Her death was just about as silent as her life.
Sometimes our efforts are about as productive as pouring sprinkles over a dirty dish of melted ice cream. Empty nest brought my grandmother to drinking, and years after she quit drinking, with fierce determination, she was diagnosed with liver problems. At one point, we lost her for a minute. Doctors revived her and treated what they could, but her time with us was going to be short.
My grandmother smiled the entire day on Christmas in 1998. Her body was full of fluids, but she never complained of any pain she must have been feeling. She still helped cook dinner and handed presents to everyone, and the only difference between her behavior that Christmas and any other Christmas was at a few points, she had to sit down for a long minute.
My mother gave her a sweater as a gift and suggested she try it on. My grandmother responded, "Why don't you try it on for me?" I think she knew who would be wearing that sweater.
The next day, my grandmother was admitted into the hospital. She must have been wanting to do that for some time and wanted to wait until after Christmas, as if she knew her time was coming and just wanted one more Christmas with her family.
I visited her in the hospital, alone in the room with her as family talked about adult things behind in the hallway. (Even at the age of twenty, I still wasn't considered an adult.) My grandmother told me, and I'll never forget this...
"Michelle, you have to tell them to let me go."
While sitting on her deathbed, she told me what really happened in her moment of death before the doctors revived her. She saw a mansion. A Big, beautiful, white mansion with a huge garden and a trickling brook. Peace. She felt peace like she never felt before. She wanted to go back to it. She wanted us to let her go back to it.
A few days later, the town of Wheeling, West Virginia, turned white from an unpredicted snow storm exclusive only to this area. Enormous flakes dropped down one by one during her funeral. I can't tell you what that means on a spiritual level, but I can tell you that storm was related to my grandma's death in some abstract way.
Months passed, and cancer started claiming family members. My father passed away. My grandmother's sister, who used to come to her house weekly to help clean the things my grandmother couldn't, due to her knees, too passed away. My father's sister... all three within a month of each other.
Then my mom's sister, my Aunt Jo, was diagnosed with breast cancer. The way cancer stole people from our lives... at that point we were very discouraged.
At some time during all the hospital and doctor visits, my mother drove north to be with her sister. On the way there, she had one of those accidents where the police reported that they had no idea how my mother walked away, unharmed, from what should have been a deadly accident. On the driver's seat of her battered car sat a coin. It was the Serenity Prayer I bought my mother on a coin years before in hopes it would protect and inspire; a coin she had no idea she still possessed.

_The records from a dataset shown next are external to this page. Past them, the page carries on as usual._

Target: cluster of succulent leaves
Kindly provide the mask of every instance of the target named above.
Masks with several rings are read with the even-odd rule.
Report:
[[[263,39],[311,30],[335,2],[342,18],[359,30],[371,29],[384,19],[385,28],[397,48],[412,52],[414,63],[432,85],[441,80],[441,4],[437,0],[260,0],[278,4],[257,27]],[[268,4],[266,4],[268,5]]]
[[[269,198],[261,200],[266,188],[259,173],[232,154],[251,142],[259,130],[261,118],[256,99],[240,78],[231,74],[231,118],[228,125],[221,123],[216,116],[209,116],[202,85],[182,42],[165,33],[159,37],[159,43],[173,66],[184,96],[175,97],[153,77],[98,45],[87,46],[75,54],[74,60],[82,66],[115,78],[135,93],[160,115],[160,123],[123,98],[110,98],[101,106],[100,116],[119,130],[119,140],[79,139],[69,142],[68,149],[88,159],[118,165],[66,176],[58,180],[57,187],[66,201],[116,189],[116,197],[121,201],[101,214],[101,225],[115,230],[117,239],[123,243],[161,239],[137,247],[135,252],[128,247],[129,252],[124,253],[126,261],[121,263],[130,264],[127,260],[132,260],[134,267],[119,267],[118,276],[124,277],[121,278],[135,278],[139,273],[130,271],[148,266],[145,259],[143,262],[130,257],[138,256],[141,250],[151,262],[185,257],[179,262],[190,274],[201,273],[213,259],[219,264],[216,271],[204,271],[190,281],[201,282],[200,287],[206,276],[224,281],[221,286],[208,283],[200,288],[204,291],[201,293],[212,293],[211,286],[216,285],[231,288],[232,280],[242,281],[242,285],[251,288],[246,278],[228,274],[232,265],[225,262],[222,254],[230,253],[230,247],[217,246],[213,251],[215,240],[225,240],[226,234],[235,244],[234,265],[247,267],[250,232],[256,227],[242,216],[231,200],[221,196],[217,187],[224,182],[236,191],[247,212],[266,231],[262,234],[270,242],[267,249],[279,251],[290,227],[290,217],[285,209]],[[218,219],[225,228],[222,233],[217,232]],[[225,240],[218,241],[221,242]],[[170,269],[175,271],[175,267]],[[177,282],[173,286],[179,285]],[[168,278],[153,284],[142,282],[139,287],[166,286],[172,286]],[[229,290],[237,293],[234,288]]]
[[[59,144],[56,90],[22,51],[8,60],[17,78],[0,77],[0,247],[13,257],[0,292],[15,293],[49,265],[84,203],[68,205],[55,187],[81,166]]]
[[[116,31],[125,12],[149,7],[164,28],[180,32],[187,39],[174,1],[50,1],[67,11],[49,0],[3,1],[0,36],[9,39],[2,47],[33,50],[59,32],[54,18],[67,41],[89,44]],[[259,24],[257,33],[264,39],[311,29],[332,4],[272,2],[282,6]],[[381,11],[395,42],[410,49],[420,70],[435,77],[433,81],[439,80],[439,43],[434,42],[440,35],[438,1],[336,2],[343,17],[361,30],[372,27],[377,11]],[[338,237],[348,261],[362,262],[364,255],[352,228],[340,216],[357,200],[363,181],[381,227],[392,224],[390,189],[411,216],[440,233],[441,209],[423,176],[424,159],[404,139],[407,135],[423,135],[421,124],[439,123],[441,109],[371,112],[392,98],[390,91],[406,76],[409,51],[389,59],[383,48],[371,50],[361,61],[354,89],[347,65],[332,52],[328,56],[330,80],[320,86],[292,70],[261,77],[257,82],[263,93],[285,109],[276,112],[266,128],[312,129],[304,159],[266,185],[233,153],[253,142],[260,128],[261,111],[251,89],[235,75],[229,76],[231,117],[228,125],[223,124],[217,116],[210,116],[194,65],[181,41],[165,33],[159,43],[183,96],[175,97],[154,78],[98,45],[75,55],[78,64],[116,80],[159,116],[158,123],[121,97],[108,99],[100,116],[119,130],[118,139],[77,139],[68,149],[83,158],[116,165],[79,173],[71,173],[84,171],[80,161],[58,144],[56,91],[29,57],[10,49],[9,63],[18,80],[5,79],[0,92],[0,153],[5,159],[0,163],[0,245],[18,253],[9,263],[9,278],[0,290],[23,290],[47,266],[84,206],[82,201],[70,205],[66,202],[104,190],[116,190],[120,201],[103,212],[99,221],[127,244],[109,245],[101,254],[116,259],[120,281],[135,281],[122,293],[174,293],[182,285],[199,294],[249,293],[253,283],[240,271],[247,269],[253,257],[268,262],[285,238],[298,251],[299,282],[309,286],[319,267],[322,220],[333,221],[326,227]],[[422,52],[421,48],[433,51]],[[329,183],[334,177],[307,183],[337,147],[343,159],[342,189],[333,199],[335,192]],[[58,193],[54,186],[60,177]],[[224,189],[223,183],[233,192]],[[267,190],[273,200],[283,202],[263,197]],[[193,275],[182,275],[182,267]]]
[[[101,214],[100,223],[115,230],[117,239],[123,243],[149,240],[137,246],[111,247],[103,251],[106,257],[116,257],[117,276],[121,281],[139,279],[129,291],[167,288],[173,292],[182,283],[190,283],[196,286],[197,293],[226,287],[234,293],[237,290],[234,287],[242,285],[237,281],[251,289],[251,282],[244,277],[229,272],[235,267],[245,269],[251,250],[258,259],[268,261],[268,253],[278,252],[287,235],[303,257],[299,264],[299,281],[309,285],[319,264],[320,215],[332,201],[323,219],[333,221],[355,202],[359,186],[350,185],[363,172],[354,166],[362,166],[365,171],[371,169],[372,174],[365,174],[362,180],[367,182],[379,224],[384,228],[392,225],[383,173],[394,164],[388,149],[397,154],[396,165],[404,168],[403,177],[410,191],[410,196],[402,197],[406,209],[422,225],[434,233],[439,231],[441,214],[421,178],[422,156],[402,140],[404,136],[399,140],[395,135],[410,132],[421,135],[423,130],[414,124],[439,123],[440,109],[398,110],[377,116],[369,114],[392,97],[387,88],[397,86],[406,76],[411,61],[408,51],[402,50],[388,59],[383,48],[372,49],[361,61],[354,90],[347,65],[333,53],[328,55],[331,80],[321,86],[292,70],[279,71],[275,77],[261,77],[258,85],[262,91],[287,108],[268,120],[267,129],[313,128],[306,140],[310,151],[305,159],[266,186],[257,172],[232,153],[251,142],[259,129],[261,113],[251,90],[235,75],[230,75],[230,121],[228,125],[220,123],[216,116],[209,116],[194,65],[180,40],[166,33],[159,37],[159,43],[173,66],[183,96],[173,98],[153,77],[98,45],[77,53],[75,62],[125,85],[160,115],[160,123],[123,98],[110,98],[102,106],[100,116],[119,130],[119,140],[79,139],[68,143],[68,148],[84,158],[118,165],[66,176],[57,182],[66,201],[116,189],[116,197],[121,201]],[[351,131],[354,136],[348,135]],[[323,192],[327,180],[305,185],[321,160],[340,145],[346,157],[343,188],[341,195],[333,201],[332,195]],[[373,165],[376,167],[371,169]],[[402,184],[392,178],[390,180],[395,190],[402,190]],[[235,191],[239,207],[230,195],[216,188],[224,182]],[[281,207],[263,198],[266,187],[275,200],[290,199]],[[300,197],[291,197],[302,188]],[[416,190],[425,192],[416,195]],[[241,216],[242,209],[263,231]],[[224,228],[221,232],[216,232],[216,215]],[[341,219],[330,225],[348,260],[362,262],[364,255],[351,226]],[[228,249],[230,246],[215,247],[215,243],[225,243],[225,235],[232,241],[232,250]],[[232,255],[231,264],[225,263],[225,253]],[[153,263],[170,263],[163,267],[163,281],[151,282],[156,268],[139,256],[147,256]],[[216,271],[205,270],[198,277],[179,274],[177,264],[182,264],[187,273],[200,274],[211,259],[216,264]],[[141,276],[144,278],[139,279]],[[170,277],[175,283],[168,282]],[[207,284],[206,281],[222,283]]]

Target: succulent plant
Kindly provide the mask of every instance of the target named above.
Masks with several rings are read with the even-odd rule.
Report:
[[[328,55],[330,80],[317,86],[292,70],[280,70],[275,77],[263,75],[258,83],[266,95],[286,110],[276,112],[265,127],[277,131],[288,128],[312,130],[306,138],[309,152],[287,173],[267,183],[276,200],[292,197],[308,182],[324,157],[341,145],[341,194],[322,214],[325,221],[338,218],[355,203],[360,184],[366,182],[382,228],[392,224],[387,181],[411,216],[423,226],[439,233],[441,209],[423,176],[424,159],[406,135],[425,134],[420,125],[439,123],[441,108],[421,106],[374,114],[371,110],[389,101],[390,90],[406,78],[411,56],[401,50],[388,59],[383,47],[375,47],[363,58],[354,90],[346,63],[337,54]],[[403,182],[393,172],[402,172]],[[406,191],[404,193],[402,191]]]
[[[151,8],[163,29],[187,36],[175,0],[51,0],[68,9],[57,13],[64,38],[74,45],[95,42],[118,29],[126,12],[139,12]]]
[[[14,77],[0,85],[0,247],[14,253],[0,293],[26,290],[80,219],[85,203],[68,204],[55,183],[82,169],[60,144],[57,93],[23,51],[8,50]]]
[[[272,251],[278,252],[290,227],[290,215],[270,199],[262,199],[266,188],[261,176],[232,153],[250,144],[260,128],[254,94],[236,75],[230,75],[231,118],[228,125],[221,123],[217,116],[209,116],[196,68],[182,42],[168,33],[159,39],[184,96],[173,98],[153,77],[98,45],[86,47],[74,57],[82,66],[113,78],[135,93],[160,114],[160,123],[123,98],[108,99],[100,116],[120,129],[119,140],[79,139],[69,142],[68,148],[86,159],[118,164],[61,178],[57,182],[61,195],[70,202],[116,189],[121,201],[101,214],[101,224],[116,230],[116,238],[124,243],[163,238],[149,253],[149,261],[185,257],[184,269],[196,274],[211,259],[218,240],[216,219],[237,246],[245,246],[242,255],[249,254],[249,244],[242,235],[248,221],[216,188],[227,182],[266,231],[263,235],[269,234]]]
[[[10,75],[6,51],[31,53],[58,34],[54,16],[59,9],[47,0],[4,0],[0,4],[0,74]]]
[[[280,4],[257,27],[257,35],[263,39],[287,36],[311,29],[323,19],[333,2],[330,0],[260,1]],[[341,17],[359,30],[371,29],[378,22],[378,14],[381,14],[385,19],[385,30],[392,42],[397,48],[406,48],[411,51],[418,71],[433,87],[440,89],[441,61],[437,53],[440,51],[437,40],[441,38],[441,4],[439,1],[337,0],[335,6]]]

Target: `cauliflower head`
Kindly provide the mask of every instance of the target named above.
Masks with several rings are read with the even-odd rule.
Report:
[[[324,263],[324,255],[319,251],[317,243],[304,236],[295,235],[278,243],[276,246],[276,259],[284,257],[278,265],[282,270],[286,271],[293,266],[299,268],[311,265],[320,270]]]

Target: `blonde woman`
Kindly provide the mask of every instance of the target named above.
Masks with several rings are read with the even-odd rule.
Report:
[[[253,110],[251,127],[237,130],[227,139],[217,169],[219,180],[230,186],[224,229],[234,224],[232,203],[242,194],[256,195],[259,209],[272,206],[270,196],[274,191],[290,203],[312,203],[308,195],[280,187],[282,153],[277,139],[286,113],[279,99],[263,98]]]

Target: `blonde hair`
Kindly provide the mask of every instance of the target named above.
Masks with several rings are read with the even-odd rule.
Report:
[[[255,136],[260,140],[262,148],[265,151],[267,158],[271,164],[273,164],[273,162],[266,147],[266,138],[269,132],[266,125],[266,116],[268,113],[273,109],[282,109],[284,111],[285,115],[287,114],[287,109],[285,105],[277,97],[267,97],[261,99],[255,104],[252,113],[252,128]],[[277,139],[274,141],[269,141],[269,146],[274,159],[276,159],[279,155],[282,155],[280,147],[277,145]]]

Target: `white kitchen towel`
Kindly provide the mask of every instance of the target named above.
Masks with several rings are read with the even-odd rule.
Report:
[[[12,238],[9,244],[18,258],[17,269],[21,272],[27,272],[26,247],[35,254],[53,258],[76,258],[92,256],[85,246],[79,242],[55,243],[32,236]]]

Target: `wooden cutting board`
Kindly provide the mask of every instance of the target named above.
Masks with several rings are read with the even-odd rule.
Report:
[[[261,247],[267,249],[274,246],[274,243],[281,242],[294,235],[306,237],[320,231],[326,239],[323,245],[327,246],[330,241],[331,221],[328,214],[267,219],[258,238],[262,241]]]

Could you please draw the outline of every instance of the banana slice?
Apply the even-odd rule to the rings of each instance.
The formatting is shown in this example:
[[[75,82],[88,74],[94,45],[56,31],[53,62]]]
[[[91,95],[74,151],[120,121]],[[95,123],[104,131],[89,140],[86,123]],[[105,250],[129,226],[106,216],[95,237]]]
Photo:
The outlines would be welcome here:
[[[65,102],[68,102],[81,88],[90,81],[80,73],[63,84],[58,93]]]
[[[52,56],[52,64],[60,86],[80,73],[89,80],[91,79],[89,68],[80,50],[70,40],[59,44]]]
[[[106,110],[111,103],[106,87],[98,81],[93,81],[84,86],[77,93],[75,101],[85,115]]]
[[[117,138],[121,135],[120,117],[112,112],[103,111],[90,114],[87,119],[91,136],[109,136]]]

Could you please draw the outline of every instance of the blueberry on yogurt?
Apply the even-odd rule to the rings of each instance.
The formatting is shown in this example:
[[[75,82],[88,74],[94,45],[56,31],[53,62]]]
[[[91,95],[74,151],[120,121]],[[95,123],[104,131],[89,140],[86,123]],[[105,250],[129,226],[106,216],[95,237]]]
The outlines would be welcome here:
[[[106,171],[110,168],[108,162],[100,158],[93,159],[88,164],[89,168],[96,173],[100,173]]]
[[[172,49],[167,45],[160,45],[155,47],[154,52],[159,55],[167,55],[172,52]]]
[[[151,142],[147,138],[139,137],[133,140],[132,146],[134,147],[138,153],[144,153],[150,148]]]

At the hospital, my aunt Jo received surgery to remove the tumors. When she lay in bed, asleep from the surgery, my mother and uncle decided to use that moment to grab something to eat. When they returned to the hospital, the nurse spoke to them, "It was so nice that your mother could come visit her."
My mom asked, "My mother?"
The nurse responded, "Yes. Your mother came to visit, and she sat next to Jo holding her hand the entire time you guys were gone. It was so sweet."
My mom questioned further, "What did she look like?"
The nurse described my grandmother, exactly. My mom responded, "That was definitely my mother, but she passed away last Christmas."
The nurse excused herself from the conversation and wouldn't speak of it anymore.
Aunt Jo later told me she also felt someone hold her hand before the surgery when nobody was there. Her sixth sense told her that it was my grandmother, but she didn't dare speak of it in fear nobody would believe her. Well, they believe her now.